Over the course of the 1970s, there were many funding lapses often caused by tangential issues. In the course of legislative research, a staffer for Representative Gladys Spellman came across the Antideficiency Act provisions, and Spellman contacted Comptroller General Elmer Staats for an opinion. Staats responded that "we do not believe that the Congress intends that federal agencies be closed during periods of expired appropriations". However, Attorney General Benjamin Civiletti overruled this on April 25, 1980, issuing an opinion that the Antideficiency Act did require agencies to shut down during a funding gap.

== Shutdown ==
On May 1, 1980, five days after the Civiletti opinion was issued, funding for the Federal Trade Commission (FTC) expired, causing the first ever shutdown of a government agency due to a lapse in appropriations. The FTC was at the time being funded through its own appropriations legislation, and the shutdown did not affect any other agencies. Congressional members had delayed the funding extension, seeking to first pass an authorization bill that would limit the investigatory and rule-making powers of the FTC, which they, and businesses, had criticized for its aggressive monitoring of economic activity. They were surprised that a shutdown was actually enforced.
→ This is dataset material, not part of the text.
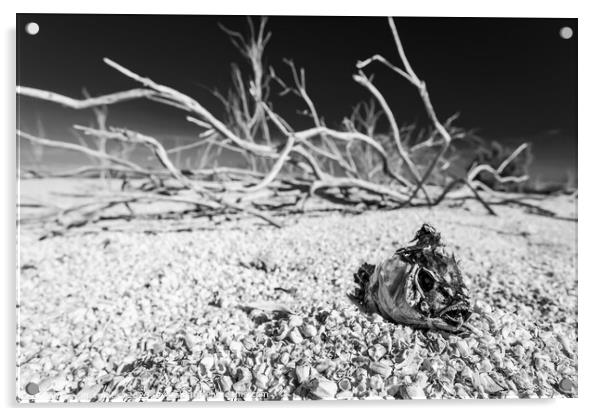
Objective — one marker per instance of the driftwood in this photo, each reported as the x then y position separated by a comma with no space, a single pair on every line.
285,166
A total of 1,600 workers were furloughed, and meetings and court dates were canceled. U.S. Marshals were dispatched to at least two FTC field offices to ensure that the facilities shut down. Confidential documents were turned over to federal security personnel to be put into storage, as it was believed that the agency might be without funding for a significant period of time; packing and unpacking of these documents added significantly to the expense of the shutdown.

The shutdown ended that evening, with the House approving an extension of funding 284–96, and the Senate 71–10. The shutdown was estimated to cost $700,000, of which $600,000 was for salaries. The shutdown occurred with the same party controlling the presidency and both houses of Congress, a situation that would not be repeated until the 2018 shutdown, and marks the only time this occurred under Democrats.

== Aftermath ==
Carter threatened to shut down the entire government if Congress did not pass appropriations legislation by the beginning of the next fiscal year on October 1, 1980, but this did not come to pass. Civiletti issued a revised opinion on January 18, 1981, that softened some aspects of the shutdown, allowing work that protects human safety or property to continue. A widespread government shutdown affecting more than one agency did occur for the first time during the Reagan administration, on November 23, 1981.